St. Petersburg Times Online: Business

Weather | Sports | Forums | Comics | Classifieds | Calendar | Movies

Gordon Blackwell, FSU president in early '60s

Associated Press
Published January 28, 2004

TALLAHASSEE - Gordon W. Blackwell, who as school president led Florida State University through integration and a period of great growth in the early 1960s, has died. He was 92.

Blackwell died Monday at his Greenville, S.C., home. His family said he suffered a heart attack after exercising.

He served as president at Florida State from 1960 until 1965, when the Tallahassee school increased its enrollment from 9,000 to 12,000 students. In Seminole History, Blackwell remembered racial integration as one of the significant accomplishments of his presidency. Maxwell Courtney enrolled as FSU's first black student in 1962.

"This was achieved with commitment and dignity because it was the right thing to do," Blackwell said in the official history.

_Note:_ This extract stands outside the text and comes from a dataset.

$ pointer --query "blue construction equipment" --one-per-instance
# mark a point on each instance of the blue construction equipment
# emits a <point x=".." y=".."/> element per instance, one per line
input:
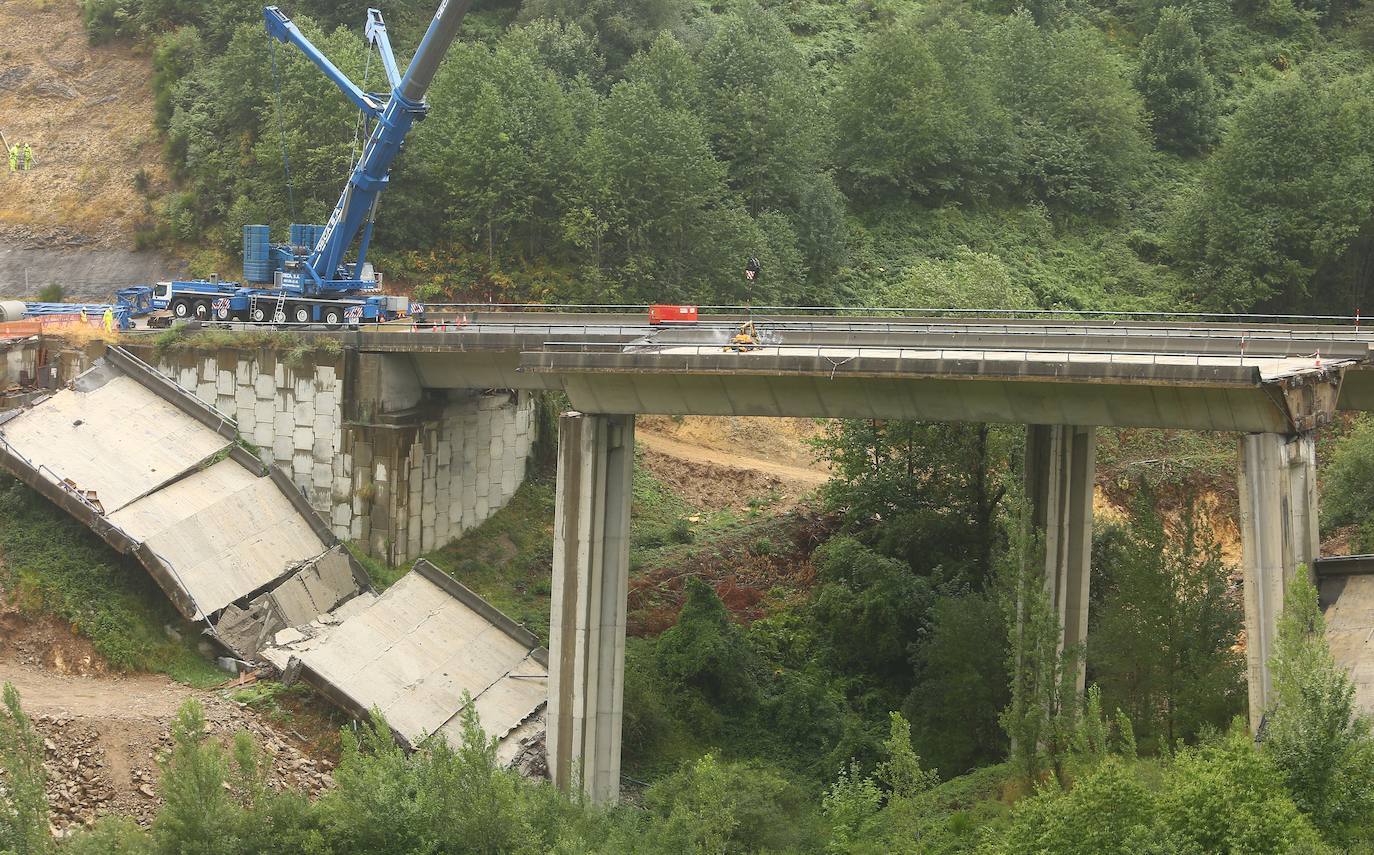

Current president T.K. Wetherell called that period "dramatic times for FSU - getting that process going, keeping the institution on an even keel." Wetherell began his freshman year at FSU while Blackwell was president.

The school plans to commemorate the school's integration Friday during Heritage Day celebration.

Blackwell left in 1965 to become president of his alma mater, Furman University in South Carolina. He was Furman president for 11 years.